Staff all smiles as Chellan lauds EP’s rich history and talks about plans for the future
There was a telling reaction when new Eastern Province Cricket boss Jesse Chellan walked into the president’s suite at St George’s Park on Monday morning. Gathered in the room, among the media, were EP Cricket staff who had all been invited to bid farewell to the region’s local World Cup contingent, Russell Domingo, Adrian Birrell and Wayne Parnell.
Chellan’s arrival was met with broad smiles from his new staff. One could sense from that significant moment the winds of change have perhaps started stirring within EP’s corridors.
The months of uncertainty and lack of stability through two restructuring processes, the first one botched, have left their scars on the remaining staff.
But there is renewed hope now that the healing process will begin swiftly under Chellan’s three-year watch.
The 50-year-old Durban-born chief executive is a charming man, with a calm demeanour. He speaks in a soft tone but the speech is articulate and confident.
And you can tell cricket flows richly through his veins.
“I grew up in a cricketing family so cricket was part of our heritage and in our blood,” Chellan said this week.
“My uncle Davidson Chellan was a pretty good cricketer in his day.
“He played for the South African Indian team a long time ago now, in the 50s. My dad played cricket and was also involved in administration.
“So cricket has been very much part of our make-up.”
Chellan was born in Durban on October 28, 1964.
His father and grandfather grew up on the famous Michaelhouse School estate where they worked as labourers on the property.
“As a result of that history and heritage, my mother was very forward-thinking when she heard that the school was opening up and put my name forward. I received a bursary to go to the school.”
So, in 1979, Chellan became part of the first groups of black pupils to go to the school. He matriculated in 1982.
“I did a tour with the Michaelhouse first cricket team in 1981. We came to Grahamstown and played St Andrew’s and Kingswood. Gavin Victor hit us far that day.
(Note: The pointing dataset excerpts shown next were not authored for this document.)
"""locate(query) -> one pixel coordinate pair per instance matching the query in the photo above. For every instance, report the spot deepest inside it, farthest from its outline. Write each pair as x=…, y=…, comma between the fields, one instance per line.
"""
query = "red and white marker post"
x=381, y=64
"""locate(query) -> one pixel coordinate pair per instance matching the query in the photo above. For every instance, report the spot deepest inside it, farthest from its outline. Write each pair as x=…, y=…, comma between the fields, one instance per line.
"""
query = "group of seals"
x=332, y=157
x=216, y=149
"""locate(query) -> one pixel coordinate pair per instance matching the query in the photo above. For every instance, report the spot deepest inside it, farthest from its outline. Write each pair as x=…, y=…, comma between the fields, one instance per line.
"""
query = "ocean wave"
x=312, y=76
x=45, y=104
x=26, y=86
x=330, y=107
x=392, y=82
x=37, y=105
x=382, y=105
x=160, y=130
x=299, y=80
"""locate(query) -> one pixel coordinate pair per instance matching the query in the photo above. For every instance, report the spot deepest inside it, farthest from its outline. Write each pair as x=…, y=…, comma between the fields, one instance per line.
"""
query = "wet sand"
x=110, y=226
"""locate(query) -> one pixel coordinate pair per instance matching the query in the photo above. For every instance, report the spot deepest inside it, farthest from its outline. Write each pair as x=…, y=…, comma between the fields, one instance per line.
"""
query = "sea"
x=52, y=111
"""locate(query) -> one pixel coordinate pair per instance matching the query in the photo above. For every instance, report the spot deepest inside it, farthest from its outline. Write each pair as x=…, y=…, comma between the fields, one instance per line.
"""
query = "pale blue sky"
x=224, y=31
I think he was only 16 but he scored a lot of runs against us.”
After school, he qualified as a pharmacist at the University of DurbanWestville in 1989.
“I worked in the pharmaceutical industry in production and logistics for Adcock Ingram in Durban for many years and when that plant closed down, I moved to Johannesburg in 1996 and worked for the multinationals there in different roles, mainly in the animal health industry.”
Chellan also speaks fondly of his cricketing days. He played club cricket and also for Natal before unification and Natal B post unity.
He recalls playing against the likes of Haroon Lorgat, Gerald Majola, Khaya Majola, Andre Peters, Vernon Prince and Richard Dolley.
While still in Gauteng, Chellan was approached by then Titans administrator Brandon Foot.
“I played club cricket in Pretoria and Brandon approached me to come join the Northerns executive.
“I spent 10 years as a volunteer on the Northerns executive, four year as president. During that time I also sat on the board of CSA.”
His volunteer status morphed into a more full-time role when he returned to Durban as chief executive of the Dolphins.
“When my sons finished school in 2008 and 2009, it was a good chance to consider getting involved in cricket full-time. That’s why I joined the Dolphins.
‘I was there for five years. The support that I got there was good and we managed to move Dolphins forward to where it is now.”
And now Chellan brings all that expertise to EP Cricket in pursuit of steering the body in the right direction.
“Being here this last week has been fantastic. I’ve really enjoyed getting to meet all the people and getting to grips with cricket in the area.”
Chellan’s role is to look after the stadium and all matters amateur, from the provincial team down to clubs, schools and mini-cricket.
“So within that, I’ve got to make sure we secure sponsorship for EP, for the stadium. There is some work being done behind the scene to secure a Warriors sponsorship (Chevrolet’s commitment ends this year) and possible naming rights to the stadium.
“But it’s premature for me to comment on that because it is being handled by the Warriors board and the president.”
Asked what challenges his new position would pose, Chellan said: “EP Cricket has a strong legacy.
“It goes back 100 years in different forms and it means different things to different people. My role is to continue with that legacy of EP Cricket. Within the South African context, it is vital that Eastern Cape cricket is strong.
“Ideally, we should be a feeder for the national team in a big way.
“In the broader term, that is what I need to look at. It is premature for me to give you the details around that. I still need to speak to the board.
“We need to understand the board’s vision going forward. I’m meeting with staff members, firstly to understand a bit more about them and then, secondly, to understand the challenges from their perspective, and then marry the two together.
“Yes, I do understand there are some financial challenges.
“But in terms of board vision and where we are going it will be premature at this point to comment.”